E pode ser constituído «... pelo nome do estabelecimento... ou local...; pelo nome, firma ou denominação social, pseudónimo ou alcunha do dono». [(Artigo 229º, alíneas c) e d)].
Por nome comercial se deve entender, quer a firma, quer o nome ou a insígnia do estabelecimento, quer o logotipo (2).
O nome, como elemento formal, caracterizador de uma essência, não pode ofender o principio da verdade, isto é, deve identificar autenticamente, o objecto que designa; e deve ainda respeitar o principio da novidade para evitar confusão com outro, dentro de certos limites territoriais (artigo 228º).
O nome do estabelecimento (ou de uma pessoa singular) traduz um património moral dotado de eficácia identificativa (pelo bem ou pelo mal, ou por outra qualquer condição de relação social).
O que tem é que imprimir efeito distintivo, e individualizador, do nomeado, por forma a saber-se que é aquele o sujeito em questão ou objecto identificado, através de uma forma nominal fidelizadora do conteúdo, para que não engane ninguém, nem se sobreponha a outrem.
O nome, e em especial o bom nome é um direito fundamental da personalidade (artigo 26º-1, da Constituição da República, e 72º e 484º, do Código Civil), e não pode dissociar-se da pessoa (singular, jurídica ou equiparada) ou do objecto a que esteja ligado, por forma identificadora crismática.
4. O bem jurídico protegido de imediato, é o próprio nome, ele próprio enquanto indissociado do sujeito ou do objecto que personaliza.
Mas não releva apenas este interesse distintivo ou identificador do nome, sob cuja égide se organizou e se desenvolveu certo ramo de comércio, de indústria, ou de outra actividade licita (3).
O nome assegura ainda outros valores, que são consequência do valor nominativo identificador, reportado à coisa ou sujeito identificado.
Daí relevar também da protecção de concorrência desleal em relação a sobredita actividade.

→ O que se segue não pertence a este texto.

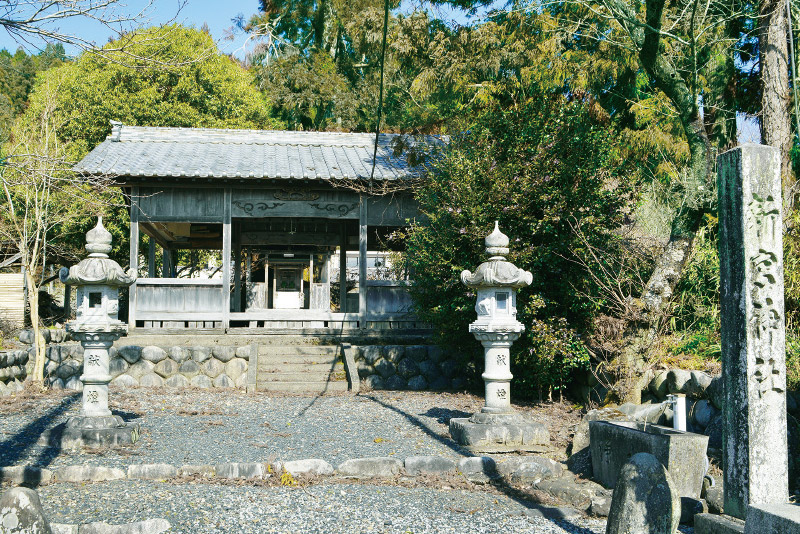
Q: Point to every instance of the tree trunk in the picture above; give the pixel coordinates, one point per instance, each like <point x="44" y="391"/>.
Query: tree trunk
<point x="776" y="125"/>
<point x="38" y="339"/>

Se a deslealdade consistir na tentativa de registar, ou registar efectivamente, um nome (ou uma insígnia) igual ao do nome de um estabelecimento existente, e a funcionar identificativamente, com o mesmo nome, ou com uso de elementos caracterizadores fundamentais correspondentes, o titular deste, tem o direito de se opor ao registo tentado ou efectivado.
Não é condição de procedência da oposição que o reclamante esteja, ele próprio, ao abrigo de registo anterior - nem a fortiori, que o seu registo seja eficaz no território onde o se encontra o estabelecimento do concorrente. Só importa saber se se verifica um dos requisitos definidos pelo artigo 260º «Intenção de fazer concorrência desleal, ou a simples possibilidade dela» (4).
Concorrência que a lei, reforçando a protecção, também subscreve como crime público (5).
5. Mas a protecção não se esgota a beneficio do titular, nos termos que acabaram de enunciar-se. Procede ainda - e procede fundamentalmente - a favor da protecção do consumidor.
Vejamos a importância deste aspecto protector.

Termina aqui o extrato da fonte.